Mr Connor says to me that by using the right woods and construction techniques, his bikes are perfectly durable.
“A strong, seasoned wood, laminated in strips with reversing grain directions, bonded with aerospace adhesive is incredibly difficult.
“Add alternating layers of carbon fiber and Kevlar, as in my bike, and the strength far exceeds the requirements for the realization of a reasonably lightweight performance of the frame of the bicycle.”
As regards their operation, the Mr Brandjes stresses that all his bikes have been tested by TÜV Rheinland, a renowned German organization for the certification of the product.
However, other obstacles that may hinder the companies in the space.
For one thing, wooden bikes tend to be heavier than many road bikes. The various models of the three companies I spoke to weigh between 9.9 kg and 25 kg.
“You can’t make them as light as carbon bikes,” says Mr. Connor, “but I don’t think that a pound or two more or less it counts”.
The people who buy them are not competitive riders, ” he adds.
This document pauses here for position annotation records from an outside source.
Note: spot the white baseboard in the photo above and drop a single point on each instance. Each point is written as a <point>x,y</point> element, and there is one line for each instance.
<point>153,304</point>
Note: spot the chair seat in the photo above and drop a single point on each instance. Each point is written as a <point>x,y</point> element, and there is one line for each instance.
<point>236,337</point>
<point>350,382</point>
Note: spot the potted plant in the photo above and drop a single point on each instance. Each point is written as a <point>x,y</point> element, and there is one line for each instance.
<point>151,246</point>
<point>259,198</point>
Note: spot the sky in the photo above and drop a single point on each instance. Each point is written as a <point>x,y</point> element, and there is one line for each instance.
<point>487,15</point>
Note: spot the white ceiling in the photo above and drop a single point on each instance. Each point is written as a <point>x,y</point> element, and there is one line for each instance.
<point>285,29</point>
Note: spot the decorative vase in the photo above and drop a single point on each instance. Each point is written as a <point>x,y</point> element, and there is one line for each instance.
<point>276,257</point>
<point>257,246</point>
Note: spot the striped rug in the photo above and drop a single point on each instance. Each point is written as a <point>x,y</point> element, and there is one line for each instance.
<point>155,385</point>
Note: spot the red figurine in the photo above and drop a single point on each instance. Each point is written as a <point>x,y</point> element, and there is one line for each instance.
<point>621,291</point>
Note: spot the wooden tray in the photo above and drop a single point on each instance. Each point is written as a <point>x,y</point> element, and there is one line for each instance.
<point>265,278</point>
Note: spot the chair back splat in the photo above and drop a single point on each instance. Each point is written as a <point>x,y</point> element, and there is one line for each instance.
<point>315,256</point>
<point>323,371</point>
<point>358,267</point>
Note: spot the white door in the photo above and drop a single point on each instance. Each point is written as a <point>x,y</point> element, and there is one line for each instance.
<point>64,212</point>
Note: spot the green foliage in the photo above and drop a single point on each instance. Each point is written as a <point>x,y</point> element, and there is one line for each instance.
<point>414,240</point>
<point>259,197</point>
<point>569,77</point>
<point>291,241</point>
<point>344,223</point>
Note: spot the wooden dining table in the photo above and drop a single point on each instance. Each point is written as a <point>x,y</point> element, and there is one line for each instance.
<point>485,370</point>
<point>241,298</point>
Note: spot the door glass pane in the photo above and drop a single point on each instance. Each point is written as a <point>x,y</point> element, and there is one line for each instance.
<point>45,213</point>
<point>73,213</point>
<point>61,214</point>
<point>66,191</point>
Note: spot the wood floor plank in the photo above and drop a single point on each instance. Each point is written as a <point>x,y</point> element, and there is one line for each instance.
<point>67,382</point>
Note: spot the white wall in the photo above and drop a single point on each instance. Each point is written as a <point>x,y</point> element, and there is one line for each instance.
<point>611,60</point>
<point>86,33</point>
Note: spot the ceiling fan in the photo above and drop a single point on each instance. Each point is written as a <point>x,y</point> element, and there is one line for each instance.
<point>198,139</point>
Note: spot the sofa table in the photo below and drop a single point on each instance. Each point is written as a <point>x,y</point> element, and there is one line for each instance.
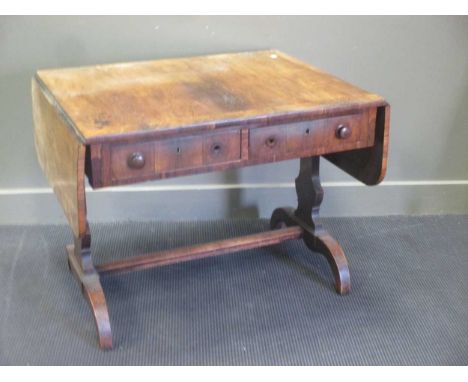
<point>131,122</point>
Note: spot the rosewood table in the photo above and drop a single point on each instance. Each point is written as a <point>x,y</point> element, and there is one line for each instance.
<point>131,122</point>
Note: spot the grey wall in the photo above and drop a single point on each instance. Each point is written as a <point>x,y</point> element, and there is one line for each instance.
<point>419,64</point>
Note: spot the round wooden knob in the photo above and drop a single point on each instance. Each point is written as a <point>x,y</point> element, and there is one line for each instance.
<point>216,148</point>
<point>343,131</point>
<point>136,160</point>
<point>271,141</point>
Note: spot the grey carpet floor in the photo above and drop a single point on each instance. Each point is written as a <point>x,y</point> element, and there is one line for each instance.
<point>274,305</point>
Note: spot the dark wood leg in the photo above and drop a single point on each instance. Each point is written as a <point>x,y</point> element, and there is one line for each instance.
<point>310,195</point>
<point>80,263</point>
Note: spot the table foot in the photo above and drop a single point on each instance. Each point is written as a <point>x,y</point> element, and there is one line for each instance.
<point>94,294</point>
<point>310,196</point>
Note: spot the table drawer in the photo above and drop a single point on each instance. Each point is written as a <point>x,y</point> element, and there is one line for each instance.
<point>310,138</point>
<point>133,162</point>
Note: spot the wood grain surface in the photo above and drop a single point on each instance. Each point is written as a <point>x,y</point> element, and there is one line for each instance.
<point>61,157</point>
<point>148,98</point>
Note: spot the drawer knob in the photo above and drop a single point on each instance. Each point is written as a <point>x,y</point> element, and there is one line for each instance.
<point>136,160</point>
<point>270,142</point>
<point>343,132</point>
<point>216,148</point>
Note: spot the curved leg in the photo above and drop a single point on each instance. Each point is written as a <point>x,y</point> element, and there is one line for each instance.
<point>79,262</point>
<point>310,196</point>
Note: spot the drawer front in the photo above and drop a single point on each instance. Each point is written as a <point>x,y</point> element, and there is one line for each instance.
<point>196,151</point>
<point>311,138</point>
<point>134,162</point>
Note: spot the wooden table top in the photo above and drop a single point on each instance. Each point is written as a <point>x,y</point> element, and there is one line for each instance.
<point>144,98</point>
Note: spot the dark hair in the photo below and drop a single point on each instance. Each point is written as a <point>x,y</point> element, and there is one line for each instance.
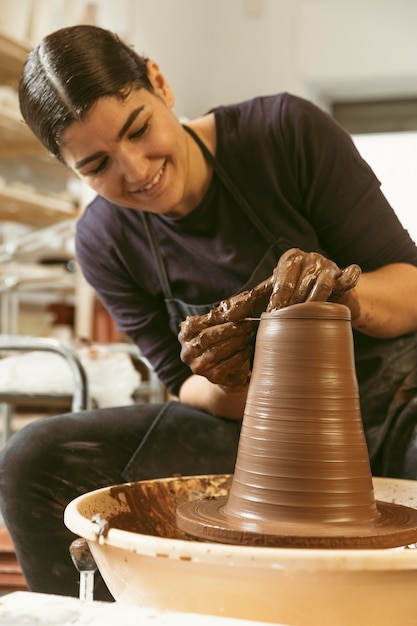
<point>68,72</point>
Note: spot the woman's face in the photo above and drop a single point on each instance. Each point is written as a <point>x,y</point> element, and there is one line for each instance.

Too expensive?
Another problem is that wooden bikes tend to cost a lot, which can prevent higher sales volumes.
The american company, the Renovo, whose bikes start at $3,995, it is probably the number one producer of bicycles in the wood in all the world. And it still said the BBC had sold only 1,000 models since it was founded in 2007.
“If someone manages to create a wooden bicycle for less than 1,000 euro (£914), sales might increase,” Mr Cuzak says.
Has only sold 10 bikes from when he started in 2015, which means that he and his partner still have to work for the company, in their free time.
However, Mr Connor runs his business full-time, having sold about 65 pieces to date. And Bough Bike has moved about 600 bikes since it was founded in 2012.
Summing up what many in the wood industry of the bike I think, Mr. Cuzak says, “this is not a normal activity, but a slow business”.
However, he adds: “We have planted the seeds and are now waiting for the tree to grow. I believe that, in the end.”